大きな衝突で、彼女は銃火の下で部隊を指揮しながら負傷した。それは安全な場所からではなく兵とともに戦う姿勢を示し、個人的勇気の評判をさらに高め、王党派の報復作戦への決意を強めた。
パディーリャは王党派との戦闘で戦死し、彼女は深刻化する欠乏と報復の中で運動を率いる立場となった。愛国派の正規軍が戦略を変える中でも、彼女はゲリラの組織を続け、地域の指導者と交渉し、抵抗を保ち続けた。
独立戦争の後にボリビアが成立すると、新国家は勝利を祝う一方で不正規戦の戦士を十分に遇することに苦しんだ。彼女は功績にもかかわらず貧困と手続きの遅れに直面し、平和の後に英雄が周縁へ追いやられ得る現実を映し出した。

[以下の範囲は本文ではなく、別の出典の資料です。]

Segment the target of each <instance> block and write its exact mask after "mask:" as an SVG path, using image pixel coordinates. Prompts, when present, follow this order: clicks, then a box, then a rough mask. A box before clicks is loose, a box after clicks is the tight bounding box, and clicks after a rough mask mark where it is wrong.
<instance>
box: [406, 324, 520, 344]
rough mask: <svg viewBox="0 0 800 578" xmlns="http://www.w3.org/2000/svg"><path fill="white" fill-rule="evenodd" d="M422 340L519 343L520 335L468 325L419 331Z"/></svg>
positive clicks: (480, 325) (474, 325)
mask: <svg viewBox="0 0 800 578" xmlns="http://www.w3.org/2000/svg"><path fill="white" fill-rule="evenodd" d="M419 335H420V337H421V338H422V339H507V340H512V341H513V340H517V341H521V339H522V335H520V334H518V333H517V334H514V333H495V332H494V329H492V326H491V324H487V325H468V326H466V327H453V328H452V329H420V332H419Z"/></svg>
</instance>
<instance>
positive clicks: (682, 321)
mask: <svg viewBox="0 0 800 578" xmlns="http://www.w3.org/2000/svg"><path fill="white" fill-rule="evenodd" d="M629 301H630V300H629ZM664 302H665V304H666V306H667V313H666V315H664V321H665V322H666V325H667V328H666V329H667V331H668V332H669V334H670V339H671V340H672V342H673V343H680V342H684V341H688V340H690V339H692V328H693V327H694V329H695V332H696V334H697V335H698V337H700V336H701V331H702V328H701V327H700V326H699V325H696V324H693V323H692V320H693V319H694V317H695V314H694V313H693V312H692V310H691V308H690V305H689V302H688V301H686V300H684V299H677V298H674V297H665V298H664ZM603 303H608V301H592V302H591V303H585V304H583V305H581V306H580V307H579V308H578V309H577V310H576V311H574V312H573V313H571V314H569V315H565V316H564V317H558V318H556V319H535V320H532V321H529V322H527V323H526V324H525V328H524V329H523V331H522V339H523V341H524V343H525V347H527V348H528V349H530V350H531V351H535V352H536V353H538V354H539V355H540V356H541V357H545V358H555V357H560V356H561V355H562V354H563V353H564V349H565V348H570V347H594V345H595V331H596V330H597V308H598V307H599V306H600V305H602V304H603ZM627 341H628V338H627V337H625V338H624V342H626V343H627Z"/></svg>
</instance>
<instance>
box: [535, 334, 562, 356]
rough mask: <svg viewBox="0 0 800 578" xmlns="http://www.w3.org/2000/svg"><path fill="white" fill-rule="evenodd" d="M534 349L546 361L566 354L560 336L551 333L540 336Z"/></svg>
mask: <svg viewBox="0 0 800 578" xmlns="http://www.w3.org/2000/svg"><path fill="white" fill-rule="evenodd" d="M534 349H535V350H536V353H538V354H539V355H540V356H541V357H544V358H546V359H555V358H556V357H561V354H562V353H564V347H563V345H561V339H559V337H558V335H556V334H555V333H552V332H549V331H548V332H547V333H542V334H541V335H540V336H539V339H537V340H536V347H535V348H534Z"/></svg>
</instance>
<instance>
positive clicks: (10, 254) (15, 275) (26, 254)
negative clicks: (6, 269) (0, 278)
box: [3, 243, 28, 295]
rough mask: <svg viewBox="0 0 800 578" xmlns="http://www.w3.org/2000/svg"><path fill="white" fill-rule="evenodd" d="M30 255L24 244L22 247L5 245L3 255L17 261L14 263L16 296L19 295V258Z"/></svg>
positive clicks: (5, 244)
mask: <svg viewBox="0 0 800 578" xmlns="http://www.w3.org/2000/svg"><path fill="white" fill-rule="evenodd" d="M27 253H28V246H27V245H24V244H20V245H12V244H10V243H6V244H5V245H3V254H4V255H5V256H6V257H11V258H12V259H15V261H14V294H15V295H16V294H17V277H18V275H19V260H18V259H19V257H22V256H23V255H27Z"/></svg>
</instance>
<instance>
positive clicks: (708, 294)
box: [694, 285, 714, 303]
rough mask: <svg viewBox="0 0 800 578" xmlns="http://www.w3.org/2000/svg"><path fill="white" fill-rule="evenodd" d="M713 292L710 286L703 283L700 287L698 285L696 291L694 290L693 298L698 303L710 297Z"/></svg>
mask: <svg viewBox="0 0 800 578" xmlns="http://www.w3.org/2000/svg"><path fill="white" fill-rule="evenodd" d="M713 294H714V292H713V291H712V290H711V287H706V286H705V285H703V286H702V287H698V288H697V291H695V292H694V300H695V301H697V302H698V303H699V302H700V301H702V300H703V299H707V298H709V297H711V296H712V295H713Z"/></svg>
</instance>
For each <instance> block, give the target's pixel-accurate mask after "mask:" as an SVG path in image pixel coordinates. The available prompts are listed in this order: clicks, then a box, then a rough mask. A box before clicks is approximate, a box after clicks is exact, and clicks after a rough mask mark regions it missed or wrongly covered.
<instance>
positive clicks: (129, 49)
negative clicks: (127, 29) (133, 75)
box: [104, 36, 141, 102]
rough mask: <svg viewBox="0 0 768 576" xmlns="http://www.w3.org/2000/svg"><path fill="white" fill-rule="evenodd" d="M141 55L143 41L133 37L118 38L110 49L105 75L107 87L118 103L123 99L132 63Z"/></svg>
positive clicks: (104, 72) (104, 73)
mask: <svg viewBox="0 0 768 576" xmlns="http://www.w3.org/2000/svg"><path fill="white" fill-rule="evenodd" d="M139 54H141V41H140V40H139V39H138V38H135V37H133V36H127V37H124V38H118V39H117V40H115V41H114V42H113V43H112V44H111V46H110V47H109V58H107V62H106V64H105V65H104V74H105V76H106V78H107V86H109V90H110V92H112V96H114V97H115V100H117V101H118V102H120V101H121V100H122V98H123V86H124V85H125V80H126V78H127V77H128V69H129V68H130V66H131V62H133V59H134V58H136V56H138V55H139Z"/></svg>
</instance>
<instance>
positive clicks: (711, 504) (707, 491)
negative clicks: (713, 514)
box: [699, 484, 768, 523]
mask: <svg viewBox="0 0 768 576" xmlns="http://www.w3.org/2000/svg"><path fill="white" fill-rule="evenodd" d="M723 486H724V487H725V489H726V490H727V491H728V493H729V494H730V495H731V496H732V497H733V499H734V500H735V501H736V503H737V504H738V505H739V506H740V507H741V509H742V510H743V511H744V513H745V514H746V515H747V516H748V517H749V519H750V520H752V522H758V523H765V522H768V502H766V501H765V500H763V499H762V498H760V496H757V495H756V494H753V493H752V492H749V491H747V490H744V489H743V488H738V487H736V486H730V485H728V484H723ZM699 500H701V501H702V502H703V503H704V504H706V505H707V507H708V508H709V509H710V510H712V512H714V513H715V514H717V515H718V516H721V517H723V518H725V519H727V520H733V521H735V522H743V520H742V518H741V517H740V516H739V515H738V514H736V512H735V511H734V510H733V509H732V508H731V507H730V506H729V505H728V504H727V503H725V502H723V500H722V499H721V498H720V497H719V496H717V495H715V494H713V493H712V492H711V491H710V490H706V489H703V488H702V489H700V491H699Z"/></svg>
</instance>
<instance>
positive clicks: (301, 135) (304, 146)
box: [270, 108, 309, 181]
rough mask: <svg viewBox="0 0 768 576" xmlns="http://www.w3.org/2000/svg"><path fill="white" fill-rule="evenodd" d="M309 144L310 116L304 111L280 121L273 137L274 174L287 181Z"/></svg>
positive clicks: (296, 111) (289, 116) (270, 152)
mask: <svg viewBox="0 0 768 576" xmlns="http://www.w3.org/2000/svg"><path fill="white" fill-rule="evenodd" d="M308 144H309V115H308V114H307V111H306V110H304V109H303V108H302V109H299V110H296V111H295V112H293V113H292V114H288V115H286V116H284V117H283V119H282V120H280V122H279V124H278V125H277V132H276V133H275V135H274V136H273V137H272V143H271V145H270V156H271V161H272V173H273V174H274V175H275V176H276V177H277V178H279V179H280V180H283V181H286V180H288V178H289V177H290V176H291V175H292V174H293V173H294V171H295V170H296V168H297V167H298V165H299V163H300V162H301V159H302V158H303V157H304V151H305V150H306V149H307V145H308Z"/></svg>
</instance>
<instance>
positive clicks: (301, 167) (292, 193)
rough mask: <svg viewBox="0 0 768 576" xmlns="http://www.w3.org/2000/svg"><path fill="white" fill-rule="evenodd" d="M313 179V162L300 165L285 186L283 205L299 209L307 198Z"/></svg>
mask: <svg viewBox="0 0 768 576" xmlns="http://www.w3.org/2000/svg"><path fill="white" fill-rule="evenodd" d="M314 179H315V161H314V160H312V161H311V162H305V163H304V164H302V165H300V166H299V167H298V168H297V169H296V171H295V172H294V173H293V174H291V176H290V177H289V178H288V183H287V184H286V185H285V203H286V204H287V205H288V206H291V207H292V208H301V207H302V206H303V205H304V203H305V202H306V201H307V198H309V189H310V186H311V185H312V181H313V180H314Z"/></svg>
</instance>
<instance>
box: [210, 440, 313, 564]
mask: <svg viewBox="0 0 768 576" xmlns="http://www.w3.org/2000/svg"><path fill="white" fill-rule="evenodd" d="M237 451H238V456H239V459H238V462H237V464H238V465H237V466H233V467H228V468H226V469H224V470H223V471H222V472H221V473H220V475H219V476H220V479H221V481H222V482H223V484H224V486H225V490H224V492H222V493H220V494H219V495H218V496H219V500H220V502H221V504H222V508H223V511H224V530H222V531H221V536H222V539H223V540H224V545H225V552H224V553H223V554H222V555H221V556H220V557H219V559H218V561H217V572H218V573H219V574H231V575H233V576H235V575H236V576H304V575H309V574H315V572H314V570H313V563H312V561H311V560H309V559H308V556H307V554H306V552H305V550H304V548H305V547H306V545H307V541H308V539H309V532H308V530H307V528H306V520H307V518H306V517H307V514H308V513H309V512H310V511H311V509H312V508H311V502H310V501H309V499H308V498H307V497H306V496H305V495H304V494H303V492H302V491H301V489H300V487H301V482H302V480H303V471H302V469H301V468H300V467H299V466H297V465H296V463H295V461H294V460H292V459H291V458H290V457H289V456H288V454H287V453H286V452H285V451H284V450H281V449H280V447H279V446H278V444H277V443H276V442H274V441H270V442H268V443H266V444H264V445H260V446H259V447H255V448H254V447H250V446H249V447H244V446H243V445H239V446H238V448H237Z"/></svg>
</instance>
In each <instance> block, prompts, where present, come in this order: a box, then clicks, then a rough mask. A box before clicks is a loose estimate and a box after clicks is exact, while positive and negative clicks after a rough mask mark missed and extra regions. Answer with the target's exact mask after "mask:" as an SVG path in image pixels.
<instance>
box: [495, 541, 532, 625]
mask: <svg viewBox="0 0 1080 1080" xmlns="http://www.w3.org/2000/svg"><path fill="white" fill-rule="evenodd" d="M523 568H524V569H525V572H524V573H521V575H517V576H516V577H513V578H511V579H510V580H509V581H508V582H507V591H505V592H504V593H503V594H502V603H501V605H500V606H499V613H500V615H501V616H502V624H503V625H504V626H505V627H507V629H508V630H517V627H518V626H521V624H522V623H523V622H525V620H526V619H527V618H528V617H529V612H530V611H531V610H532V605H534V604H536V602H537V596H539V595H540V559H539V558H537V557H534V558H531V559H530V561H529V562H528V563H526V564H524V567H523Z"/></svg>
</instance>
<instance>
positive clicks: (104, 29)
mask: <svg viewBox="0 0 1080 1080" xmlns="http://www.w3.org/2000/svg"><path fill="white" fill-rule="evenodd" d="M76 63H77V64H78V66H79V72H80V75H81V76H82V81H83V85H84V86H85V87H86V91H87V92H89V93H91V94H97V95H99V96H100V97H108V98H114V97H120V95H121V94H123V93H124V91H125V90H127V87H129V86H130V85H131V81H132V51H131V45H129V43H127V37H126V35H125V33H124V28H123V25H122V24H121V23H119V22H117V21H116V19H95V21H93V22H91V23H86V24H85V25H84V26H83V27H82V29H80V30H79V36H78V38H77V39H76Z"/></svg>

解放に関わった指導者であるシモン・ボリーバルやアントニオ・ホセ・デ・スクレらは、彼女の戦時の貢献を認め、援助を申し出た。これは上部ペルーの共同体に根ざした民衆的指揮官としての象徴的価値を示した。
クーデターや地域対立で揺れるボリビア初期の政権下で、アスルドゥイのような退役者は安定した年金や保護を得にくかった。彼女は友人と地域のつながりに頼り、その名声は公的な予算よりも口承の記憶の中で生き続けた。
独立戦争で得た栄光から遠く、長い困難の末に彼女は世を去った。のちの世代はボリビアとアルゼンチンで彼女を再評価し、反植民地闘争と戦場における女性指導の英雄的象徴として位置づけた。